Wolf had planned to form “Committees of Safety” across Montana, starting in Gallatin County, that would challenge local authorities, and made his intentions known via internet talks. On the heels of the Clive Bundy armed showdown with federal agents in Utah last year, where dozens of armed supporters turned out on horseback to take their stand on Bundy’s behalf against the feds, you can bet Wolf’s call to arms got the attention of the federal government.
Having heard about this outlaw, and his comments, we were surprised to find he comes across rather calm and coherent regarding his frustrations, which resemble the sentiments of so many voicing dissent these days, and then, in his plan to exert force, resembling historical revolutionaries fed up with the status quo: Bill Ayers, Bobby Seale, Samuel Adams, advocates all of violence against government (friend-of-Barack Bill Ayers having held a professorship at the Univer-sity of Illinois, honored for his intent to kill and destroy).
But talk of violence against Gallatin county law officers? That’s just not right (We receive constant reports on their service and rescue efforts). So, local authorities bought a BearCat armored assault vehicle, which Wolf, at a Bozeman City Commission meeting last year, said he was prepared to handle.

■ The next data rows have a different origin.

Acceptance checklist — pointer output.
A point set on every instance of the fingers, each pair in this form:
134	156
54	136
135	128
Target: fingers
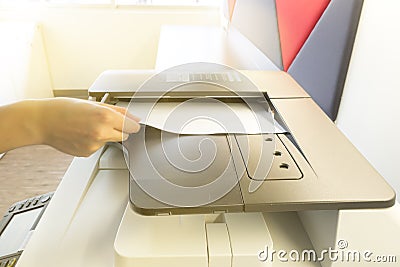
117	136
122	110
118	121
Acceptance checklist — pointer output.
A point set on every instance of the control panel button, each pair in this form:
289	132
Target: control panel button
11	262
28	203
45	199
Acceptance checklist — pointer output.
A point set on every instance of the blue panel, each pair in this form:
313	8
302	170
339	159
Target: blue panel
257	20
321	65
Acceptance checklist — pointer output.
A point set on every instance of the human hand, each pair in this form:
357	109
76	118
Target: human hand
80	127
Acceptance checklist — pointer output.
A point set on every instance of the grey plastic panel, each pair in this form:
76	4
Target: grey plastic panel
322	63
257	20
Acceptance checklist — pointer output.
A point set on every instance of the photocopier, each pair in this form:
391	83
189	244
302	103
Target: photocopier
309	199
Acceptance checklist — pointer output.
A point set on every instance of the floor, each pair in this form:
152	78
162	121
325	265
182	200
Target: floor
30	171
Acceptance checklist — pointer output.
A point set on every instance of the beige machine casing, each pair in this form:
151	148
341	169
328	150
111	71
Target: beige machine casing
90	223
311	167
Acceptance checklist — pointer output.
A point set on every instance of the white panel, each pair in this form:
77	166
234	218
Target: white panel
23	66
369	111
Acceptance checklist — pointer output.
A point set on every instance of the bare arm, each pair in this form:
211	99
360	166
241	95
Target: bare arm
73	126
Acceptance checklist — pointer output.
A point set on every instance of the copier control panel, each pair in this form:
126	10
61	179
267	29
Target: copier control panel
17	225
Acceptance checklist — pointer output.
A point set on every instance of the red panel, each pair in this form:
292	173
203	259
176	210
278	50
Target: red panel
296	19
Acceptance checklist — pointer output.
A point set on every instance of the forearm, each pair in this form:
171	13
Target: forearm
20	124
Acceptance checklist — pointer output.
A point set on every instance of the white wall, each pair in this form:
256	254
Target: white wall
81	42
24	72
370	109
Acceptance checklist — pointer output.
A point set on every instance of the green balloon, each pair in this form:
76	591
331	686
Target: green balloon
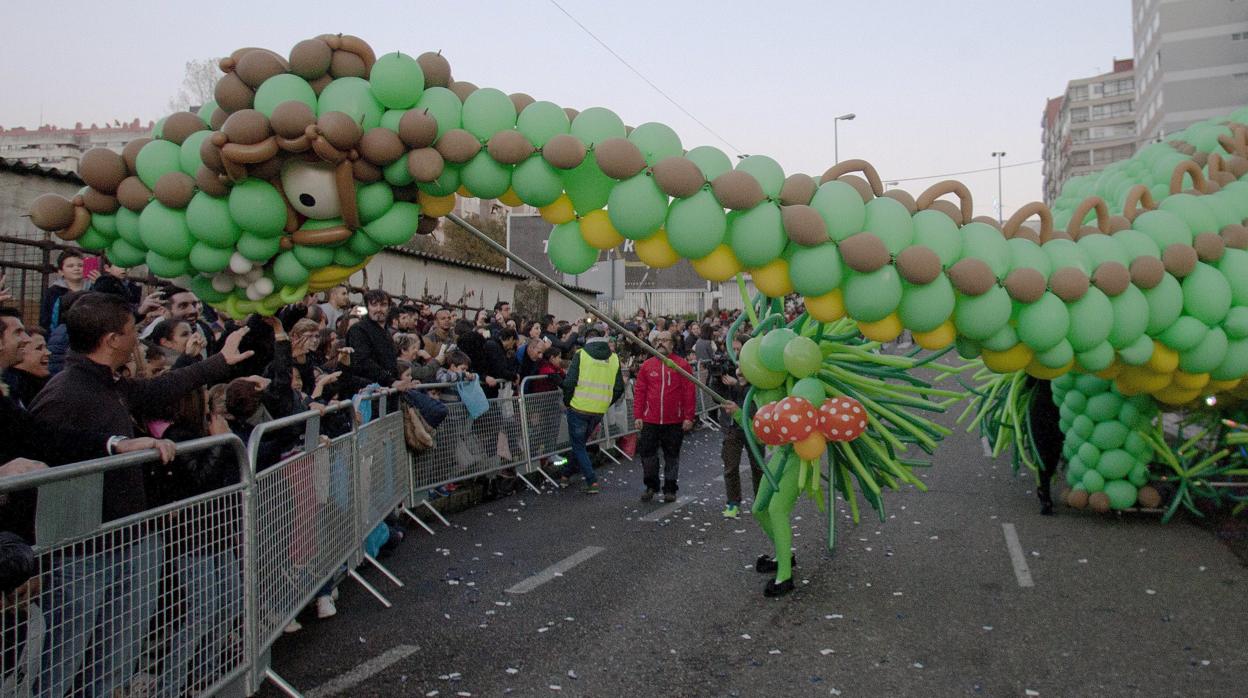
352	96
655	141
373	200
166	267
536	181
753	368
815	270
209	220
258	207
710	160
697	225
587	186
637	206
890	221
397	225
811	390
397	80
542	121
756	236
206	259
488	111
189	152
841	207
926	307
979	317
443	105
157	159
288	271
1206	295
803	358
766	171
595	125
771	350
164	230
870	297
568	250
285	88
484	176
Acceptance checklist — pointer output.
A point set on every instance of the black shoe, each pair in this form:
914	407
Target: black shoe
774	589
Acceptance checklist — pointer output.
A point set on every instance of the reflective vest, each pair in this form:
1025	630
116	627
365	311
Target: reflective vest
595	382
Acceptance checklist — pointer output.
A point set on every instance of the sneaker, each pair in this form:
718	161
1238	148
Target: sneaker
325	607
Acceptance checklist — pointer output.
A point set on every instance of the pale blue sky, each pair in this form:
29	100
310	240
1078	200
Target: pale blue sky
936	86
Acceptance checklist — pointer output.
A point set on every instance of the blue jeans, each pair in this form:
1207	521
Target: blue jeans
579	427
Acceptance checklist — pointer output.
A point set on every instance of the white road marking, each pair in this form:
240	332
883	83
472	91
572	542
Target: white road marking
555	570
1016	557
665	511
363	672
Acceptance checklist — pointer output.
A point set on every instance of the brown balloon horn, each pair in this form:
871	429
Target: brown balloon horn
1090	204
1187	167
949	186
856	165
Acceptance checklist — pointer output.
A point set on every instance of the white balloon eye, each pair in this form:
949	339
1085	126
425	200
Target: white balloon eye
311	190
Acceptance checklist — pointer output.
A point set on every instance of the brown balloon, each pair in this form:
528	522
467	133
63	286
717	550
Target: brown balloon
1147	272
736	190
804	225
678	176
1209	247
798	189
458	145
1068	284
232	94
134	194
340	129
417	127
972	276
175	190
1179	259
51	212
1111	277
424	164
436	69
619	159
180	125
919	265
381	146
1025	285
246	126
102	169
564	151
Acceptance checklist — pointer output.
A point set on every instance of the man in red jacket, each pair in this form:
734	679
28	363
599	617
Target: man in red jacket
663	408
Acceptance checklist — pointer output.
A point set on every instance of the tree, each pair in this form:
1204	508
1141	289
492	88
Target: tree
199	83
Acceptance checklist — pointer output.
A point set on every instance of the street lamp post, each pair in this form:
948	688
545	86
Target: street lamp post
836	145
1001	205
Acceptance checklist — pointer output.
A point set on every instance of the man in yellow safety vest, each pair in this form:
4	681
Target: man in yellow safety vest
592	386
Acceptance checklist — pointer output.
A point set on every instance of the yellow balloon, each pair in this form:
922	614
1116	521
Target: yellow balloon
436	206
511	197
598	231
828	307
1014	358
881	330
773	279
560	211
939	337
720	265
655	251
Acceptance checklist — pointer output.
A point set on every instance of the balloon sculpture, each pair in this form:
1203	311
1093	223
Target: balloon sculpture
307	164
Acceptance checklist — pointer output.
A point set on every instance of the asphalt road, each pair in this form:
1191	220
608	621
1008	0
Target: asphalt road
930	602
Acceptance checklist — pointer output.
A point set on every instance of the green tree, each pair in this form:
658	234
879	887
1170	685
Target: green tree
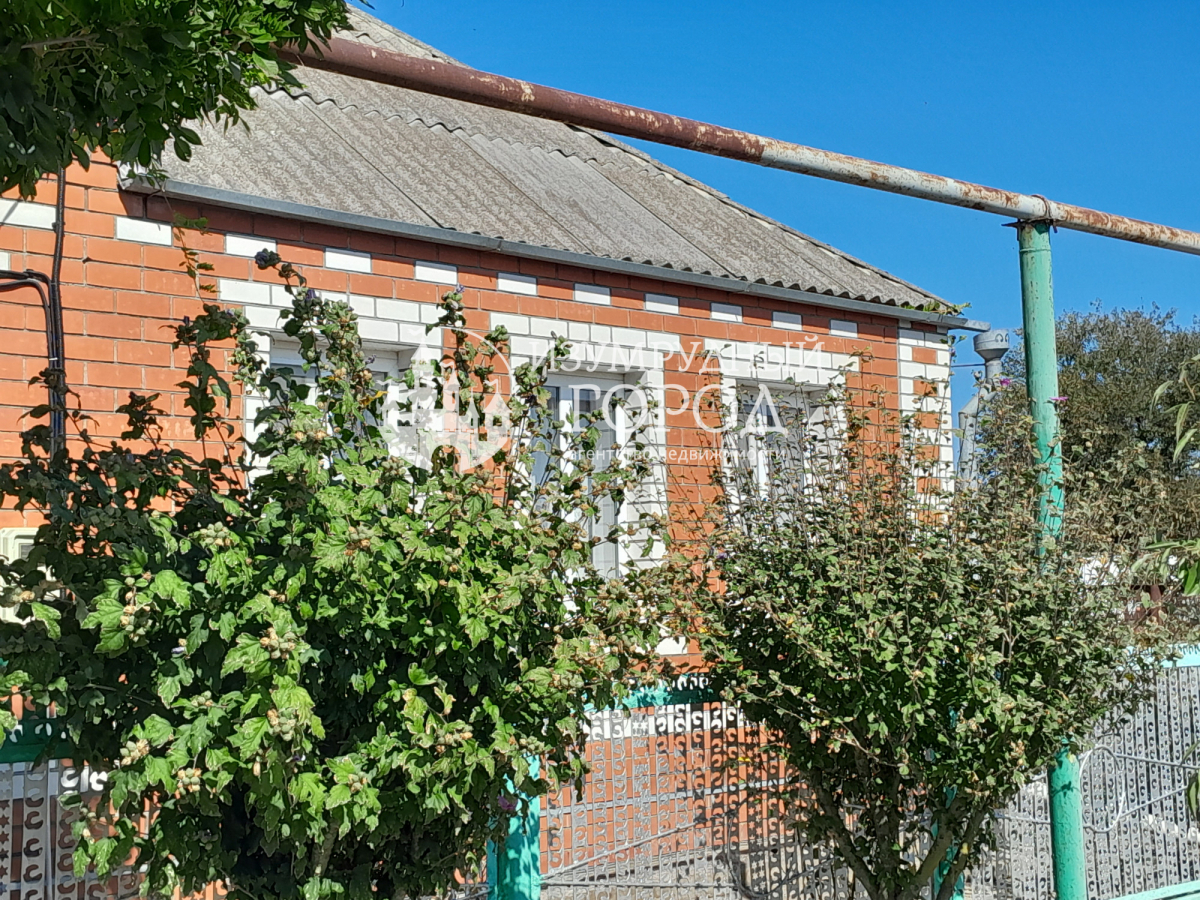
916	652
1110	367
333	681
126	77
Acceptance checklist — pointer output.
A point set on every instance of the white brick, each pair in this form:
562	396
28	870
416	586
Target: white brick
664	304
534	347
664	342
726	312
845	328
515	324
262	317
27	215
415	335
437	273
547	328
592	294
629	337
781	318
143	232
244	292
513	283
245	245
397	310
378	330
349	261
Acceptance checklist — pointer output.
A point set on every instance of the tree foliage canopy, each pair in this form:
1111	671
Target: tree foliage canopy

Wolf said, also, in his internet talks before his arrest, that he was considering a run for Gallatin County Sheriff, but opted instead to form his Committees of Safety as a means of enforcing justice. Conceivably then, Wolf could have held office, like other outlaws, through the ballot box or as public officials.
It is, after all, a historical tradition. From Vlad Putin, to Montana Copper Kings, to the grifter socio-paths Bill and Hillary Clinton, government attracts criminal minds, and the more power vested in government, the more criminals are incentivized to seize it, and exploit it.
One wonders then why so many today, oblivious to history, seek to empower government, rather than bind it according to our founding principles, which would obviate the need for violent revolutionaries, and give criminals less incentive to hold office. Instead of robbing taxpayers, like Willie Sutton they’d then have to settle for robbing banks.